By Libya Herald reporters.
Tunis, 9 March 2017:
Plans to relaunch the House of Representatives (HoR) and move it away from Tobruk, which got underway on Tuesday evening in Tripoli with a meeting of 40 members, are to continue with a second gathering in the capital this Sunday. At least 70 members expected to attend, according to one of the organisers, Misrata HoR member Mohamed Al-Raied.
In addition to Tuesday’s 40 members, another 30 had been expected to turn up, he told the Libya Herald, but they were unable to make it to Tripoli because the flight from Tobruk was cancelled.
The aim of the meetings, he explained, was to pressurise Ageela Saleh into holding sessions beyond Tobruk and take a more collaborative attitude towards members.
If too many MPs opposed to the HoR president and his policies turned up to a session, Raied said, Saleh would prevent it from taking place.
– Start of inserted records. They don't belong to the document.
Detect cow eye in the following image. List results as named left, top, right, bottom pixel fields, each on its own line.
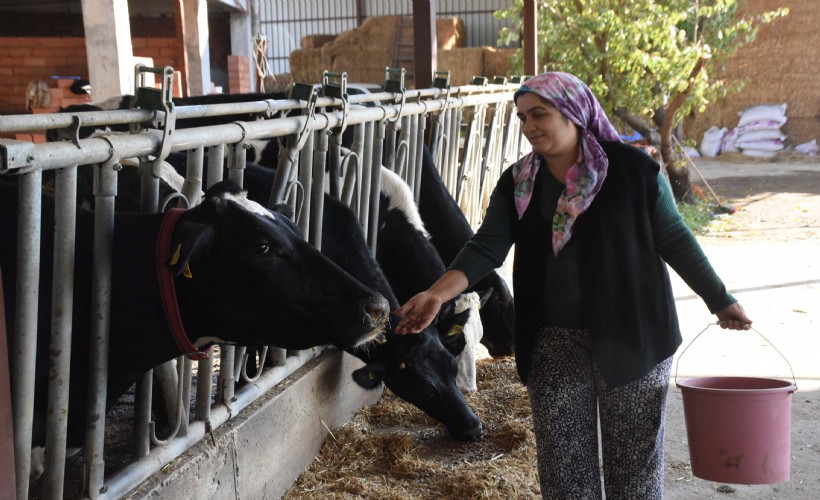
left=252, top=239, right=271, bottom=255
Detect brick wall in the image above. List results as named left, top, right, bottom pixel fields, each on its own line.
left=0, top=36, right=178, bottom=116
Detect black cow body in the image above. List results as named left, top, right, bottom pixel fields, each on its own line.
left=418, top=147, right=515, bottom=356
left=222, top=162, right=482, bottom=440
left=1, top=178, right=389, bottom=451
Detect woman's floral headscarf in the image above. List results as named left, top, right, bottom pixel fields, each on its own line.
left=513, top=72, right=620, bottom=254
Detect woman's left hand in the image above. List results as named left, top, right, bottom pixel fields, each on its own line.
left=715, top=302, right=752, bottom=330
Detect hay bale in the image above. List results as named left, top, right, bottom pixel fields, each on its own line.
left=290, top=48, right=329, bottom=84
left=437, top=17, right=466, bottom=49
left=439, top=47, right=486, bottom=86
left=321, top=16, right=400, bottom=83
left=283, top=357, right=540, bottom=499
left=483, top=47, right=516, bottom=80
left=301, top=34, right=338, bottom=49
Two weeks ago, he claimed, 130 members had turned up and the president immediately went home to Guba, ignoring them.
Many members from the west and south of the country had tried to get Saleh to change his approach, he added. But it was not only they who were unhappy at the way the HoR was being run. Nineteen of the 70 members expected to turn up for Sunday gathering at Tripoli’s Bab Al-Bahr hotel were from places such as Marj, Brega, Ras Lanuf and Ajdabiya, Raied said. Also expected was Benghazi member Jalal Al-Shweidi.
The meeting would, Raeid explained, be an informal gathering of members to look at how they could move forward. Whilst some wanted it to be an official session, most believed this could happen only when there were at least 100 of them in attandence.
However, once 100 or more members had joined the group in Tripoli, they would declare their meeting to be an official session of the HoR.
Raeid expected that to happen in a couple of weeks’ time.
As to the Presidency Council, he insisted that it had not had anything to do with the plan to meet in Tripoli. However, it was happy with the idea, he said. It wanted the HoR “to undo the mistakes done in Tobruk,” he stated.
The development of what looks likely to become a parallel HoR coincides with the House’s decision two days ago to suspend its involvement in the national dialogue process and reject Faiez Serraj and the eight others named as members of the PC.
With only 36 voting in favour and a reported turnout of 56, the decision has been condemned as illegal by some members.